What is the monetary threshold under Section 44ADA?

The presumptive taxation scheme of section 44ADA can be opted by eligible persons, if the total gross receipts do not exceed Rs 50 lakhs.

What is the manner of computation of taxable business income in case a person is adopting presumptive taxation scheme under section 44ADA?

In case of a person adopting the provisions of section 44ADA, income will be computed on presumptive basis @ 50% of the total gross receipts of the profession.

Who are eligible taxpayers who can claim presumptive taxation under Section 44AE?

Any taxpayer in the business of plying, hiring or leasing of goods carriages who owns not more than 10 goods carriages at any time during tax year can claim presumptive taxation under Section 44AE.

What is the manner of computation of taxable business income in case a person is adopting presumptive taxation scheme under section 44AE?

Prescribed / presumptive income shall be higher of:-

  • Rs 7500 per goods carriage for every month or part of the month during which the goods carriage is owned by the taxpayer in the tax year Or
  • Amount claimed to be actually earned

What deductions will not be available if one opts for presumptive taxation under section 44AD, section 44ADA or section 44AE?

No other deductions for business expenses which are normally allowed can be claimed for instance depreciation, rent, administrative expenses etc. Written down value of assets can be computed as if depreciation is and has always been claimed

No need to maintain books of account as prescribed under section 44AA if one opts for presumptive taxation under section 44AD, section 44ADA or section 44AE?

Section 44AA deals with provisions relating to maintenance of books of account by a person engaged in business/profession.

In case of a person engaged in a business and opting for the presumptive taxation scheme of section 44AD, section 44ADA or section 44AE, the provisions of section 44AA relating to maintenance of books of account will not apply.
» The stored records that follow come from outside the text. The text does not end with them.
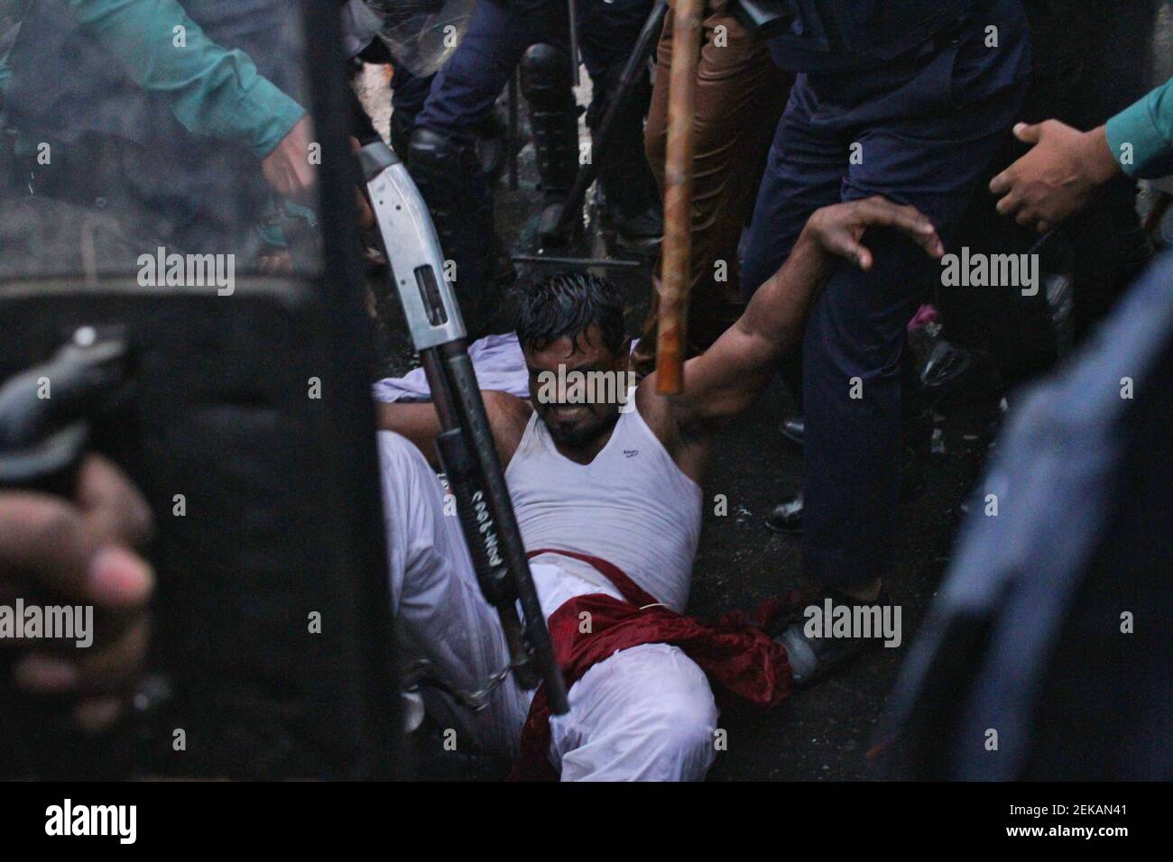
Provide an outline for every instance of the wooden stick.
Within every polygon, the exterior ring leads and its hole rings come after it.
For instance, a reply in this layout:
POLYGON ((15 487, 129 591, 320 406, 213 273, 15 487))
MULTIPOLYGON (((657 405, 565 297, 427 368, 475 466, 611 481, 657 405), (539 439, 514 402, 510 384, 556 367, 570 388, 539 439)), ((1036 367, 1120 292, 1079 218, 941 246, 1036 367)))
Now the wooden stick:
POLYGON ((701 0, 676 0, 672 74, 667 91, 667 155, 664 165, 664 247, 660 265, 656 391, 684 391, 692 259, 692 114, 700 55, 701 0))

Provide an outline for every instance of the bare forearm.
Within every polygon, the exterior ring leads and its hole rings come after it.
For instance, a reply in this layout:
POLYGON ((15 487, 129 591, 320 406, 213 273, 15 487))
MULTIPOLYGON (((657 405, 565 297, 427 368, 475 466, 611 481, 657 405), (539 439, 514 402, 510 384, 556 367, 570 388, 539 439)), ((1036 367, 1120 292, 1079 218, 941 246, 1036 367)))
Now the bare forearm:
MULTIPOLYGON (((752 339, 755 353, 781 355, 794 345, 833 263, 832 256, 804 230, 786 263, 758 289, 734 324, 744 338, 752 339)), ((768 358, 761 361, 768 362, 768 358)))

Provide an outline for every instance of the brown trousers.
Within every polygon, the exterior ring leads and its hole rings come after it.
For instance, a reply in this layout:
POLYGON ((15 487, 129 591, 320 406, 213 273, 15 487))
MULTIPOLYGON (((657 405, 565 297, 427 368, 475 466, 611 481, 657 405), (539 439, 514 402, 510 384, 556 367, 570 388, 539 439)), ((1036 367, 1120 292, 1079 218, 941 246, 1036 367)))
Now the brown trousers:
MULTIPOLYGON (((670 9, 656 50, 656 84, 644 128, 644 149, 660 195, 667 138, 667 90, 672 66, 670 9)), ((778 118, 794 79, 769 59, 765 42, 743 27, 724 0, 705 4, 693 117, 692 258, 687 355, 708 348, 741 314, 737 249, 750 220, 758 183, 778 118)), ((656 294, 636 349, 636 371, 656 361, 656 294)))

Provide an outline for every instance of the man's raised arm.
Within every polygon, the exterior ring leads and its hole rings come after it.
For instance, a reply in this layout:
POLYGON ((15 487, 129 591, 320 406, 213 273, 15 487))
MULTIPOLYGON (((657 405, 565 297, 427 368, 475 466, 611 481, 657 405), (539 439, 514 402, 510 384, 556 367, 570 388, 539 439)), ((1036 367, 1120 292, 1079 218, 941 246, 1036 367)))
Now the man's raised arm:
MULTIPOLYGON (((870 228, 897 230, 935 258, 944 253, 933 223, 914 206, 870 197, 816 210, 789 258, 754 293, 745 313, 712 347, 685 364, 685 391, 669 399, 678 425, 733 416, 753 405, 778 360, 799 338, 835 258, 872 269, 872 252, 861 242, 870 228)), ((650 382, 640 389, 655 392, 653 387, 650 382)))

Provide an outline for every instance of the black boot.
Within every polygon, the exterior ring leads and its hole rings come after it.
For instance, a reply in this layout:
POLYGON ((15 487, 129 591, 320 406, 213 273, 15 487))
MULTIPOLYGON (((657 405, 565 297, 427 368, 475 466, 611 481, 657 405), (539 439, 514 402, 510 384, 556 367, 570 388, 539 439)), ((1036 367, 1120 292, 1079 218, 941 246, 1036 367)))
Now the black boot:
POLYGON ((664 236, 664 219, 656 178, 644 155, 644 116, 651 102, 646 75, 628 91, 608 130, 608 140, 599 140, 603 117, 618 96, 622 75, 621 63, 591 82, 594 93, 586 111, 592 150, 602 159, 598 182, 603 190, 603 210, 625 245, 656 246, 664 236))
POLYGON ((445 259, 455 264, 453 287, 468 337, 476 339, 491 331, 501 283, 508 277, 499 263, 504 246, 496 237, 493 196, 476 150, 472 143, 420 128, 412 133, 407 165, 432 213, 445 259))
POLYGON ((555 229, 578 172, 578 106, 571 86, 570 60, 550 45, 533 45, 521 61, 521 89, 529 102, 537 175, 542 183, 542 245, 569 237, 555 229))

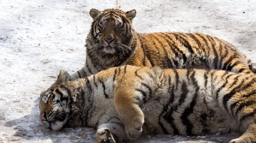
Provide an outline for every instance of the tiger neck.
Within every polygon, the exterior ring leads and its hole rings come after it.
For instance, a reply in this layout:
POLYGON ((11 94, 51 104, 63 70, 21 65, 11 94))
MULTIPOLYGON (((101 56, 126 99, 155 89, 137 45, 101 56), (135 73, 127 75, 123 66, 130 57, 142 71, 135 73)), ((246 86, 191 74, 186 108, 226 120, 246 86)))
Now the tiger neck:
POLYGON ((88 114, 91 111, 93 105, 93 94, 91 89, 87 87, 87 82, 89 80, 78 79, 74 81, 76 85, 76 90, 72 98, 74 101, 71 105, 71 112, 66 124, 67 126, 74 127, 82 126, 90 127, 88 125, 89 119, 88 114))

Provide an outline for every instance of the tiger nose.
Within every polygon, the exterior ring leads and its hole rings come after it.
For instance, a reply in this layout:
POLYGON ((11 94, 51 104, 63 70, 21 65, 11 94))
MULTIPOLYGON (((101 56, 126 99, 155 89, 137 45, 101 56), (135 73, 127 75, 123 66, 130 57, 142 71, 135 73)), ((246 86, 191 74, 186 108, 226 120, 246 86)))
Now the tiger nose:
POLYGON ((106 41, 109 44, 114 40, 114 38, 112 37, 107 37, 104 38, 104 40, 106 41))
POLYGON ((47 117, 46 116, 46 112, 45 112, 44 113, 43 113, 42 115, 41 115, 40 119, 42 121, 47 121, 47 119, 46 119, 46 118, 47 117))

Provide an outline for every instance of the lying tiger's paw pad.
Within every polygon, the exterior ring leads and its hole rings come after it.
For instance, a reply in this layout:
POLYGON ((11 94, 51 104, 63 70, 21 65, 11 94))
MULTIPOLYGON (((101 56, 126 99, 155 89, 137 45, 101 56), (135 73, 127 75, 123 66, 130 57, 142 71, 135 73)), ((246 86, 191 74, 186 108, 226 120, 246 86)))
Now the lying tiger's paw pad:
POLYGON ((142 126, 144 120, 135 120, 131 122, 130 125, 125 127, 125 130, 127 138, 130 141, 137 139, 142 132, 142 126))
POLYGON ((97 138, 95 143, 116 143, 117 138, 111 134, 108 129, 97 131, 97 138))

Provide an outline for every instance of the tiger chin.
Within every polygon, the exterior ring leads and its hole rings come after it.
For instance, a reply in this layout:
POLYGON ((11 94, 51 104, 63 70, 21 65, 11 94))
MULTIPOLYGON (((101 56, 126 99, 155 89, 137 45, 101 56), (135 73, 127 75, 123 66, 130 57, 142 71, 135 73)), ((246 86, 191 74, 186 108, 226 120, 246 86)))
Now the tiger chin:
POLYGON ((151 134, 197 136, 240 131, 256 141, 256 75, 223 71, 113 67, 70 81, 61 71, 42 97, 45 127, 97 129, 95 143, 151 134))

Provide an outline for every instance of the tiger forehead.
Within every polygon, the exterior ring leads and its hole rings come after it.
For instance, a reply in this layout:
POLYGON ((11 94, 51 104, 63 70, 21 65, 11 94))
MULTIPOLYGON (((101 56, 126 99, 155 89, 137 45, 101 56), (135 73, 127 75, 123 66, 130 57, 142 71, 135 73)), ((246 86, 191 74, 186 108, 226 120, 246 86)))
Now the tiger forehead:
POLYGON ((103 12, 105 14, 110 13, 116 13, 119 14, 125 14, 125 12, 124 11, 119 9, 106 9, 103 11, 103 12))

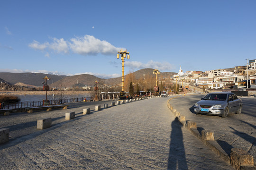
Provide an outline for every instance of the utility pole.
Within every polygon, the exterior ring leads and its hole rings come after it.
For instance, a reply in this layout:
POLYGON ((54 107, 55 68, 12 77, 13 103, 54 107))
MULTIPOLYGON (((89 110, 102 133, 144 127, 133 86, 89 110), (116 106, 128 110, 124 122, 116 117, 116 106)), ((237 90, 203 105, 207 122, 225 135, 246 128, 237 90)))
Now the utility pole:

What are the rules for opting under the presumptive taxation scheme?

5 Year Block in Period

  • As per Section 44AD, where a taxpayer opts for presumptive taxation scheme for any of the financial year he is required to continue to opt for the same for next 5 years.
  • If he fails to do so, he will not be eligible to opt for presumptive taxation scheme u/s 44AD for 5 years succeeding the year in which he opts out.
  • Further, with respect to those 5 financial years where taxpayer is ineligible to opt for presumptive taxation scheme u/s 44AD, regular books of account need to be maintained and audit shall be conducted if total income exceeds maximum amount not chargeable to tax.
  • For instance, if taxpayer has opted for presumptive taxation under Section 44AD for Year 1 and Year 2 but opts out of it in Year 3, then the taxpayer would not be eligible to opt for presumptive taxation from Year 4 to Year 8.
  • No such 5 year limit is available under Section 44AE and 44ADA

Turnover or Gross Receipts limit

  • Any business that has a turnover of less than Rs 2 crore only can opt to be taxed presumptively under Section 44AD.
  • A professional having a gross revenue upto Rs 50 lakhs can opt for the presumptive scheme of tax 

Return of Income

  • ITR-4 Form is the return form for those taxpayers, who have opted for the presumptive income scheme as per Section 44AD, Section 44ADA and Section 44AE and whose income is not more than Rs 50 lakh.
  • The ITR 3 is applicable for individual and HUF who have income from profits and gains from business or profession and also includes income under Presumptive basis taxation under section 44AD, 44AE, 44ADA.

Eligible small businesses or professionals should take advantage of this presumptive scheme as it not only makes taxation easier but also helps reduce the income tax liability.